Uitspraak 201704961/1/A1


Volledige tekst

201704961/1/A1.
Datum uitspraak: 8 augustus 2018

AFDELING
BESTUURSRECHTSPRAAK

Uitspraak op het hoger beroep van:

Syndicus Beheer B.V., gevestigd te Hedel, gemeente Maasdriel,
appellante,

tegen de uitspraak van de rechtbank Den Haag van 8 mei 2017 in zaken nrs. 16/8715 en 16/8428 in het geding tussen:

Syndicus

en

het college van burgemeester en wethouders van Leiden.

Procesverloop

Bij besluit van 20 april 2016 heeft het college geweigerd aan Syndicus ligplaatsvergunning te verlenen voor het aanleggen van een woonschip aan de [locatie] te Leiden (hierna: het perceel).

Bij besluit van 6 september 2016 heeft het college het door Syndicus daartegen gemaakte bezwaar ongegrond verklaard.

Bij besluit van 22 september 2016 heeft het college geweigerd aan Syndicus omgevingsvergunning te verlenen voor het in afwijking van het bestemmingsplan gebruiken van het perceel voor het aanleggen van een woonschip.

Bij uitspraak van 8 mei 2017 heeft de rechtbank de door Syndicus tegen de besluiten van 6 september 2016 en 22 september 2016 ingestelde beroepen ongegrond verklaard. Deze uitspraak is aangehecht.

Tegen deze uitspraak heeft Syndicus hoger beroep ingesteld.

Het college heeft een schriftelijke uiteenzetting gegeven.

Syndicus heeft nadere stukken ingediend.

De Afdeling heeft de zaak ter zitting behandeld op 13 juni 2018, waar Syndicus Beheer, vertegenwoordigd door [gemachtigden], en het college, vertegenwoordigd door mr.
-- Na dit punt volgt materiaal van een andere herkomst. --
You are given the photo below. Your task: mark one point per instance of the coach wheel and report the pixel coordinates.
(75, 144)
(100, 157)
A. Kooij en ing. S.S. Chotkan, zijn verschenen.

Overwegingen

Inleiding

1. Syndicus heeft verzocht om een ligplaatsvergunning en een omgevingsvergunning voor het aanleggen van een woonschip op het perceel. Het college heeft de beide vergunningen geweigerd.
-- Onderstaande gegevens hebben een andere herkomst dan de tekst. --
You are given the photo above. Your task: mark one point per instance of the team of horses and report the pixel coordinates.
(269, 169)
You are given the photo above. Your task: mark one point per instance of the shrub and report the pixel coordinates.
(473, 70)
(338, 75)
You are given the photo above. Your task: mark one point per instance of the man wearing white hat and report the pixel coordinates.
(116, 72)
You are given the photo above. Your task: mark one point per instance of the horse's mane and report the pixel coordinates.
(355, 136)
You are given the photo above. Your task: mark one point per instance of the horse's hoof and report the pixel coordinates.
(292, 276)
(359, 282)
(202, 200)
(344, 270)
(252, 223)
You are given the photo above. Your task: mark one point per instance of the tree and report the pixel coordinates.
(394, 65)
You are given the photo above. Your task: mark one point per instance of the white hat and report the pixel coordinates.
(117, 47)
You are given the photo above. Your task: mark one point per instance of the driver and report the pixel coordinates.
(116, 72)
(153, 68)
Volgens het college is het aanleggen van een woonschip op het perceel in strijd met het geldende bestemmingsplan "Leiden Noord 1e herziening" (hierna: het bestemmingsplan), omdat het perceel daarin niet als ligplaats is aangewezen. Het college wil niet meewerken aan afwijking van het bestemmingsplan door een omgevingsvergunning op grond van de Wet algemene bepalingen omgevingsrecht (hierna: de Wabo) te verlenen. Volgens hem is de sociale veiligheid ter plaatse gering, met als gevolg hinder voor omwonenden, en neemt het gevraagde woonschip door de breedte teveel ruimte van de sloot in beslag. Verder verdraagt een woonschip zich volgens het college niet met de ambitie om een ecologisch-landschappelijke overgangszone te creëren en om een groene en natuurvriendelijke oever met een openbaar karakter te realiseren. Volgens het college heeft het Hoogheemraadschap Rijnland verder aangegeven geen watervergunning te zullen verlenen voor het aanleggen van een woonschip.

Het college heeft verder de gevraagde ligplaatsvergunning geweigerd, omdat de afmetingen van het gevraagde woonschip niet in overeenstemming zijn met het ligplaatsenplan en het Hoogheemraadschap Rijnland bezwaren heeft tegen deze afmetingen. Bovendien heeft het college het niet aannemelijk geacht dat Syndicus binnen 26 weken na eventuele verlening van de ligplaatsvergunning de ligplaats zou kunnen innemen.

Syndicus kan zich met de beide weigeringen niet verenigen.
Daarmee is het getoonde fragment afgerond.